About the Role:
Tredence is building a new archetype of data engineer — one who combines deep data engineering skills with AI native way of working. This is not a build-and-hand-off role. As a Data Engineering Architect, you will work shoulder-to-shoulder with clients (internal and external), translating ambiguous requirements into architecturally sound, production-ready data platforms. You will own the full development arc: from whiteboard to working system.
You are AI-native by default, and this role is best suited to someone who has shipped data products where performance, reliability, and iteration speed are non-negotiable
What You Will Do:
- Build Data Engineering accelerators by owning end-to-end delivery of Lakehouse and data platform solutions, from architecture design through production go-live.
- Run technical demos, proof-of-concepts, and Flash Demo sprints — translating prototype fidelity into accurate delivery scopes.
- Architect and implement end-to-end data platform solutions on Snowflake, designing multi-layered data architectures — from raw ingestion through curated, consumption-ready layers — using modelling paradigms including Kimball, Inmon, and Data Vault, and leveraging Snowflake-native capabilities to replace traditional Lakehouse infrastructure
- Design and deploy data platforms across hybrid and multi-cloud environments (Azure, AWS, GCP), managing data assets with consistency and governance at scale.
- Build and customize the accelerators for performance, compute cost-efficiency, and operational reliability based on customer requirements
- Implement advanced security frameworks including ABAC, RBAC, and Microsoft Information Protection across platform layers.
- Automate governance and deployment workflows using API integrations and CI/CD pipelines; script platform-wide automation in Python, PowerShell, and Azure CLI.
- Use coding assistants (Cursor, CoCo, Claude) and agentic development frameworks as primary tools and not supplements throughout the delivery lifecycle.
- Operate within Tredence's Agentic Delivery Lifecycle (ADLC): scaffold, harden, stabilize, and ship in rapid iterative loops anchored to entity-level specs.
- Mentor Apprentice and Ninja-tier engineers through hands-on pairing, code reviews, and structured comprehension assessments
What You Bring:
EXPERIENCE
- 10+ years of hands-on data engineering experience, with a preference for time spent in a product company environment.

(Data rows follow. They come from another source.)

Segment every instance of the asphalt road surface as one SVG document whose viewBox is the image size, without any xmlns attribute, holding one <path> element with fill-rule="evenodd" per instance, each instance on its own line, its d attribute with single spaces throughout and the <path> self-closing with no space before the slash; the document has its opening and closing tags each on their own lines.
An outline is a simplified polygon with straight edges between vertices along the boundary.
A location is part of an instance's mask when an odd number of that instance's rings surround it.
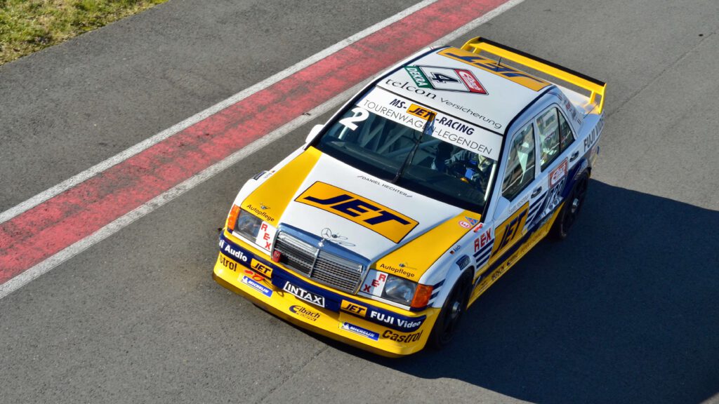
<svg viewBox="0 0 719 404">
<path fill-rule="evenodd" d="M 0 67 L 0 211 L 412 4 L 170 0 Z M 572 234 L 448 349 L 380 358 L 211 280 L 239 187 L 324 115 L 0 300 L 0 403 L 719 402 L 718 17 L 714 0 L 528 0 L 449 44 L 486 37 L 608 85 Z"/>
</svg>

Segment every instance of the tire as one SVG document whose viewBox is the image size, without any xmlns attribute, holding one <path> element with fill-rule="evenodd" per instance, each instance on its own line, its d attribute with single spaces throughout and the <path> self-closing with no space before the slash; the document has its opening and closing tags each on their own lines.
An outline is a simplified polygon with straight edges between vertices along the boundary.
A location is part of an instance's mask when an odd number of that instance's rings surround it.
<svg viewBox="0 0 719 404">
<path fill-rule="evenodd" d="M 435 349 L 441 349 L 449 344 L 459 328 L 462 318 L 467 311 L 467 303 L 471 290 L 471 277 L 465 272 L 454 284 L 447 295 L 437 321 L 432 328 L 428 343 Z"/>
<path fill-rule="evenodd" d="M 562 211 L 559 212 L 557 221 L 552 226 L 551 236 L 554 239 L 564 240 L 567 238 L 584 206 L 588 185 L 589 176 L 587 174 L 583 174 L 577 180 L 577 183 L 572 188 L 572 192 L 567 196 L 564 205 L 562 207 Z"/>
</svg>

- Demonstrate hands-on proficiency across the Snowflake modern data stack — Snowpark for Python and Java-based data engineering natively within Snowflake, Cortex (CoCo) for in-platform LLM and ML inference without data egress, and Snowflake Open Catalog / Iceberg-backed Data Lake capabilities for open, governed, multi-engine data access
- Proven experience managing data assets across hybrid and multi-cloud architectures.
- Direct client-facing or customer-embedded delivery experience - comfortable owning requirements, demos, and escalations personally.
TECHNICAL DEPTH
- Hands-on expertise with the Data Governance stack: Data Map, Scans, Classifications, Lineage, Glossary, and Policies.
- Advanced scripting capability in Python, PowerShell, and Azure CLI for platform-wide automation.
- Strong command of Spark performance optimization — not just writing jobs, but tuning them for cost and reliability at scale.
- Solid understanding of ABAC, RBAC, MIP, and modern data security frameworks.
- Experience implementing metadata management, enterprise data catalogues, and global privacy compliance (GDPR, CCPA).
- Hands-on experience with API integrations and CI/CD pipelines for governance and deployment automation.
AI-NATIVE WORKING STYLE
- Demonstrably productive with AI coding assistants (Cursor, CoCo, Claude) - not experimentation, but daily professional use.
- Familiar with agentic software development frameworks and spec-driven engineering practices.
- Comfortable working in agent-orchestrated delivery environments where the unit of work is a data entity, not a ticket.
PEOPLE & COMMUNICATION
- Exceptional stakeholder management: you build trust quickly, handle ambiguity without escalating anxiety, and know when to escalate versus absorb.
- Able to explain complex technical trade-offs in plain language to non-technical business partners and C-level stakeholders.
- Track record of mentoring and technically growing junior and mid-level engineers in delivery contexts.